-Can you help our friend John get back to Canada.
John Carriero was born in Portugal in 1956 and moved to Canada as a four year old, settling in Vancouver in 1960 at a home on East 16th Avenue. While John’s father was busy supporting the family in concrete construction, and his mother a homemaker with John he attended Florence Nightengale Elementary School, and later Sir Charles Tupper Secondary. John had a happy and active childhood in East Vancouver, and fondly remembers time spent with many friends around Robson Park in the 1970s. John’s parents were hard working and excited about their new life in Canada. As landed immigrants, within a couple of years of their arrival they formally became Canadian citizens. The whole family was proud. There was one unfortunate situation. John’s parents mistakenly thought when they became citizens, they believed their children automatically were too. While two of his younger sisters were born in Canada, John himself officially remained a landed immigrant.

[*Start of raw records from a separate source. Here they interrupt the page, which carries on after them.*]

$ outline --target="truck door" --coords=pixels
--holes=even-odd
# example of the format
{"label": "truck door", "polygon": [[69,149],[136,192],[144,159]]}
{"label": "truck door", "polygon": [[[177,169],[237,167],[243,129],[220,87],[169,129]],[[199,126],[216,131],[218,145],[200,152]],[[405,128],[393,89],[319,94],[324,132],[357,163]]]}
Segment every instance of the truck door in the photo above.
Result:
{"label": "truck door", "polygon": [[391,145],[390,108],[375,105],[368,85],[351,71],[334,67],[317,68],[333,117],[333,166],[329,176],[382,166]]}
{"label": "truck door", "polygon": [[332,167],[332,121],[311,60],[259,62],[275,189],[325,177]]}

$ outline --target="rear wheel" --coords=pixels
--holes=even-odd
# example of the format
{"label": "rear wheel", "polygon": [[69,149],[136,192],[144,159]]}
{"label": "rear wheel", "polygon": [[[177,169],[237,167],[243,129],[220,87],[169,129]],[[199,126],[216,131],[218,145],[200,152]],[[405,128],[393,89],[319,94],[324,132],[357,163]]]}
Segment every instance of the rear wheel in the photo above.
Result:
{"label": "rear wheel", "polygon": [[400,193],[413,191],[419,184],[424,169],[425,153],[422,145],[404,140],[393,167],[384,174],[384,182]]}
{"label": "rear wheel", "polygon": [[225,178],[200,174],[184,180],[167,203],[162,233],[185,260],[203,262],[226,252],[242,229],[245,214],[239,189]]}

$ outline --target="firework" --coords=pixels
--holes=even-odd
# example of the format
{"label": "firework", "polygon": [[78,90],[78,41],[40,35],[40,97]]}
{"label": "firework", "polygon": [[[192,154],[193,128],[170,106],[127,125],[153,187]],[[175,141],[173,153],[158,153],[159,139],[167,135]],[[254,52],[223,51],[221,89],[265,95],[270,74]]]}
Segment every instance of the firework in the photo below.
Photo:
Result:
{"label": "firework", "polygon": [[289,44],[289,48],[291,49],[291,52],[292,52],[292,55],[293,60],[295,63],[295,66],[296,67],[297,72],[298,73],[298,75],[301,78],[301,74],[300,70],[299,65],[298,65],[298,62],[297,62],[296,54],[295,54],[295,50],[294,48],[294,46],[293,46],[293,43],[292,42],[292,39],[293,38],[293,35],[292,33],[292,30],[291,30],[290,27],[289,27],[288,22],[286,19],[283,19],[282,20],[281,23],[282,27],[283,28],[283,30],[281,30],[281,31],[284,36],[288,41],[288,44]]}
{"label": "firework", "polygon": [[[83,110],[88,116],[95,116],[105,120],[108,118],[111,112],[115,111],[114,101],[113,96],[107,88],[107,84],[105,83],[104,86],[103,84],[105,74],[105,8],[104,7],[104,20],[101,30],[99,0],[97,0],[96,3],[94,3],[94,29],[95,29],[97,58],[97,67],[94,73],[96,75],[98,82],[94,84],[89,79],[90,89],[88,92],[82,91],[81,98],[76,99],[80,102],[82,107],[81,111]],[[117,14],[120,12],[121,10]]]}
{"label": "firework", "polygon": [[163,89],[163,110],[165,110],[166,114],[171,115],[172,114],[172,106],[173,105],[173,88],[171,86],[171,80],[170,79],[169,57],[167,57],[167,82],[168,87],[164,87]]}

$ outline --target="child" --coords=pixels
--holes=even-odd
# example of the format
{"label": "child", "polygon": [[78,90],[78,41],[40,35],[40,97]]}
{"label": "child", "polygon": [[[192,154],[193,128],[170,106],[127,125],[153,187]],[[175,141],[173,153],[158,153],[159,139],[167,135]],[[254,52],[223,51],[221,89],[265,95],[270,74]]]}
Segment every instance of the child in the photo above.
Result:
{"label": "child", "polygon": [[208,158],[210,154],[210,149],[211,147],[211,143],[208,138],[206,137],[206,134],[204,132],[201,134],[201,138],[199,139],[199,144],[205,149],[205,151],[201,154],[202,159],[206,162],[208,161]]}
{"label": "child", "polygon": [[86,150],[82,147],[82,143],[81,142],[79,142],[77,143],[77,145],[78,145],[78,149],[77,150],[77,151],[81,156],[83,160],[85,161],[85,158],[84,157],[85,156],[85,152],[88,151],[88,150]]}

Life continued on, and for John--who really knew of no other home than Vancouver simply continued in thinking he was as Canadian--as the rest of the family. He had no other reason to believe otherwise with all but his first few years as a baby spent in Canada. The oversight from his parents resulted in him never getting his official status. When he eventually realized the situation himself, he intended to properly apply to officially become a citizen but there was never a pressing need. He regarded himself as Canadian in every other was—especially as Vancouver was home, and he had no plans to leave.
After High School, John unfortunately, as many young men of his age who grew up in East Vancouver in the turbulent 1970s, fell into the wrong crowd in the 1980s. It was a time he certainly now very much regrets. In 1994 he was arrested and charged with possession and trafficking a narcotic. He was released on bail, and convicted in February 1996 where he served a three year sentence, but was paroled in less then a year with good behaviour. He’d learned a hard lesson. But the drug charge came to the attention of Canadian immigration authorities, who surprisingly ordered him to appear an immigration hearing while he was in prison. When he explained to Immigration authorities he would obviously not be able to attend the hearing while incarcerated, somehow John was categorized as failing to appear! Incredibly, when he was released from jail, he was picked up by the Vancouver Police Dept, and after just two short immigration hearings, he was deported less than two weeks later.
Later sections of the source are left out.